Breivik, convicted as a common criminal in 2012, left us with a 1500-plus page manifesto outlining his political worldview and offering large amounts of practical information on the manufacturing and use of explosives, the use of weapons and body armour and the organization of an armed resistance movement, including methods for clandestine fundraising, financial invisibility, secret communication and propaganda techniques, and mobilization for violent action. Note that all of the information he collected and compiled in that work was gathered online. Breivik is a distinctly 21st century phenomenon.  

Breivik's main sources of inspiration are post-9/11 and post-Huntington sources articulating New Right views.

The main argument of the manifesto can be summarized as follows.

  • Europe is under threat of Islamic genocide, an effect of mass immigration of Muslims;
  • This is due to the activities of local 'traitors': left-wing multiculturalists, 'cultural Marxists' and feminists. They operate as an overrepresented elite nationally in the media, politics and academia, as well as transnationally through the EU, NATO and the UN.
  • In order to turn this trend around, we need to raise a new army of highly committed fighters; we need to prepare and arm them for a major and protracted war.
  • This war will lead to a 'purified' nation, that is:
    • All Muslims will be deported or killed;
    • The left-wing traitors will be killed as well.

Since the war against Islam could not be immediately won, the first step in the plan must be to eliminate the enemy within, the left-wing traitors and collaborators of Islamization. Which is what Breivik did in July 2011.

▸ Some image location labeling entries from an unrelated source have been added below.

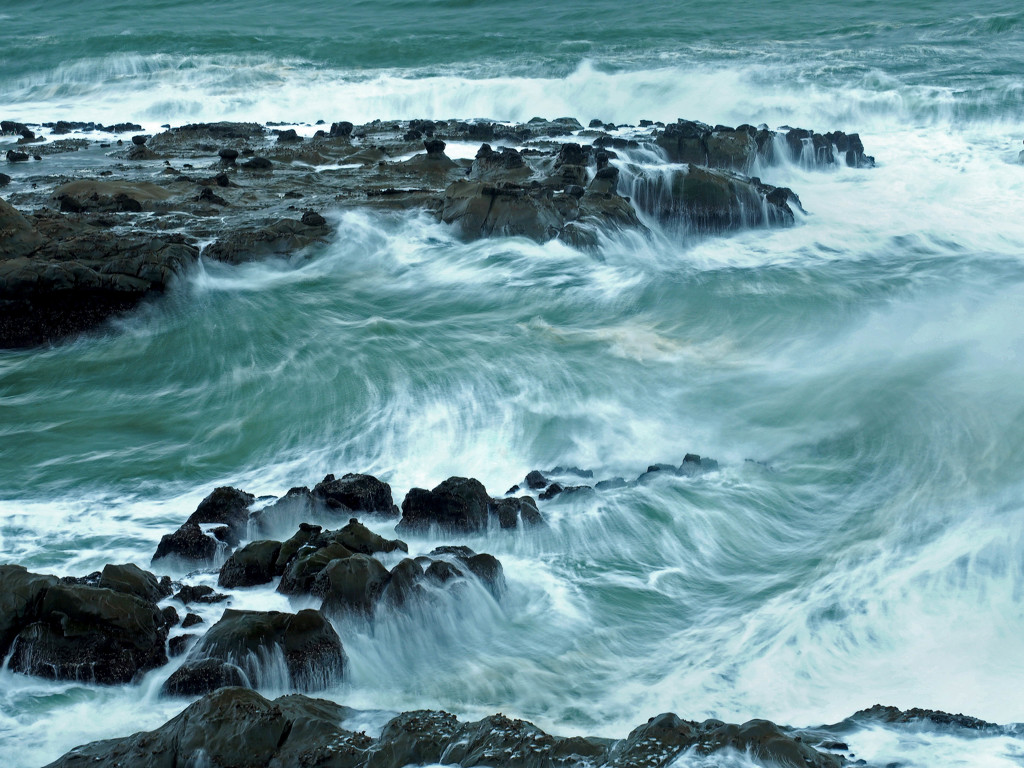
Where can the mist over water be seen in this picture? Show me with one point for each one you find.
(857, 376)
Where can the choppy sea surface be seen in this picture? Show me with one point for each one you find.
(857, 376)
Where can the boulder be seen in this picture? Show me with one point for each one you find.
(131, 580)
(254, 563)
(356, 493)
(226, 508)
(91, 634)
(280, 238)
(265, 646)
(457, 505)
(414, 738)
(236, 728)
(20, 599)
(17, 237)
(351, 584)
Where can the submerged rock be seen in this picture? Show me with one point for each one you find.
(239, 727)
(227, 509)
(300, 650)
(89, 634)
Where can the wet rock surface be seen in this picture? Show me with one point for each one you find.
(78, 632)
(294, 650)
(91, 230)
(239, 727)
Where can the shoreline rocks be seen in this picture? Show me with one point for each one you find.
(97, 238)
(238, 726)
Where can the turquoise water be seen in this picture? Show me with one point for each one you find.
(867, 359)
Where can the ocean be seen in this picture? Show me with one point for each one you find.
(857, 376)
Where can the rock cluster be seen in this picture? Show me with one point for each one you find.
(239, 727)
(96, 245)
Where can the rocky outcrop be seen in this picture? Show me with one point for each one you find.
(226, 511)
(293, 650)
(97, 246)
(462, 505)
(705, 200)
(239, 727)
(738, 148)
(78, 632)
(255, 563)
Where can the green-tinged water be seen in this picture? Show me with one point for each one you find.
(857, 376)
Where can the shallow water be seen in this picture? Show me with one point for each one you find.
(866, 359)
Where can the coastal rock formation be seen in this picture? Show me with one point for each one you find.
(227, 510)
(292, 650)
(239, 727)
(462, 505)
(78, 632)
(95, 247)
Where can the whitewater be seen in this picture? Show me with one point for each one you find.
(857, 376)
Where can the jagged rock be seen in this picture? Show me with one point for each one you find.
(413, 738)
(709, 201)
(459, 504)
(276, 239)
(90, 634)
(225, 507)
(20, 598)
(351, 584)
(237, 728)
(200, 594)
(895, 715)
(131, 580)
(356, 493)
(306, 642)
(254, 563)
(511, 511)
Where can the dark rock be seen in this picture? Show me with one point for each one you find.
(302, 570)
(511, 511)
(17, 237)
(356, 493)
(552, 491)
(351, 584)
(459, 504)
(187, 543)
(293, 545)
(208, 196)
(403, 584)
(20, 601)
(537, 480)
(358, 538)
(258, 164)
(237, 728)
(342, 129)
(312, 652)
(311, 218)
(894, 715)
(131, 580)
(197, 678)
(280, 238)
(225, 506)
(414, 738)
(90, 634)
(178, 645)
(199, 594)
(254, 563)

In Breivik's manifesto, references to Hitler and Nazi Germany are rather rare; in fact, Breivik dismisses Nazism as a useless ideology. His main sources of inspiration are post-9/11 and post-Huntington sources articulating the type of New Right views also articulated by the likes of Wilders (often quoted and referred to by Breivik), and later by Baudet and similar contemporary political trends in Europe. The transnational network into which Schild en Vrienden was integrated, in short - Van Langenhove attended Baudet's Summer School and his report of a meeting with Hungary's Viktor Orban was an instant hit on social media.

Not Hitlerjugend but Breivikjugend

The facts shown in the documentary all fit into the template eleborately developed in Breivik's manifesto, adjusted to a new generation of online instruments: agressive online and offline action targeting left-wing 'traitors' and aimed at eradicating such 'collaborators' of mass immigration, combat training and weapons practice in view of armed confrontation with these enemies, secret military ranks and command structures, elaborate propaganda and influencing techniques, name it. It's all there.

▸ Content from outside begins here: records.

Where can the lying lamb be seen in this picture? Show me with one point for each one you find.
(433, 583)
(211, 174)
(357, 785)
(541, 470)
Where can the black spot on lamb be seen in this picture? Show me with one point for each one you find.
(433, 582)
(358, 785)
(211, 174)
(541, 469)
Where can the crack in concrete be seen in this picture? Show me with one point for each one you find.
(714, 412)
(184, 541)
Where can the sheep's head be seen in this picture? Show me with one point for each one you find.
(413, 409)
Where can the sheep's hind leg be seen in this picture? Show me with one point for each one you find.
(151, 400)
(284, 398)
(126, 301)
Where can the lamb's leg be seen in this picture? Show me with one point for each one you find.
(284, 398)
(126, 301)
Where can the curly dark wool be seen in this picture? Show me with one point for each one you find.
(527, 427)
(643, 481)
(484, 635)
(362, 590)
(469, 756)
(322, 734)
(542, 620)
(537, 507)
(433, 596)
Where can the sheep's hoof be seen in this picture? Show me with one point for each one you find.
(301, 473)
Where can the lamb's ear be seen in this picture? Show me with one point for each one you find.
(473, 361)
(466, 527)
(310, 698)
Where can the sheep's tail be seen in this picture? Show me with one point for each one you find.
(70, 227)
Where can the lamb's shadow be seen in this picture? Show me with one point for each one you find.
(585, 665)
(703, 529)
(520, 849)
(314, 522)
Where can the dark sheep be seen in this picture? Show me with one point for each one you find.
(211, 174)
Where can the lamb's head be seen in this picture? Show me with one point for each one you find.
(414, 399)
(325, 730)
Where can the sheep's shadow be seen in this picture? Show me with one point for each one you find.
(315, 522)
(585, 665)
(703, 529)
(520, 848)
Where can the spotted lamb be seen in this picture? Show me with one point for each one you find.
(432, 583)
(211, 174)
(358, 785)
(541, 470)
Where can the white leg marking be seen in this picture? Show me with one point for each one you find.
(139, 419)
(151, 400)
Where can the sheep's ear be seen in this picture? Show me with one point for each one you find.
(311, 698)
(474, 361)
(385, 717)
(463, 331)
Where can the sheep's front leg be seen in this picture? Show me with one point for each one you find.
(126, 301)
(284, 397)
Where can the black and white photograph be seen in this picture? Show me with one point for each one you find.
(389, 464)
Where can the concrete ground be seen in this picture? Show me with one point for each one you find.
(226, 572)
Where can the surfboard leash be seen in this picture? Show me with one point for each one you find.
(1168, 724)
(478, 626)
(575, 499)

Those who wish to dismiss all of this as a joke gone out of control, as an alpha-masculine testosteron wave, as rowdy and rude student behavior, would do well keeping Breivik in mind. When Breivik embarked on his lethal walkabout in Oslo, he was an entirely unknown, 'marginal' person who had lived below the radar for years, meticulously constructing his online political-ideological and military universe. That this universe was not 'virtual', not fictional and not illusory is shown by the 70-plus victims he left behind. 

This universe has not disappeared. The text of his manifesto is still online, and Breivik has become a format for a particular type of new, 21st century politics, and rather than another version of Flemish Hitlerjugend, Schild en Vrienden must be seen as a Breivikjugend.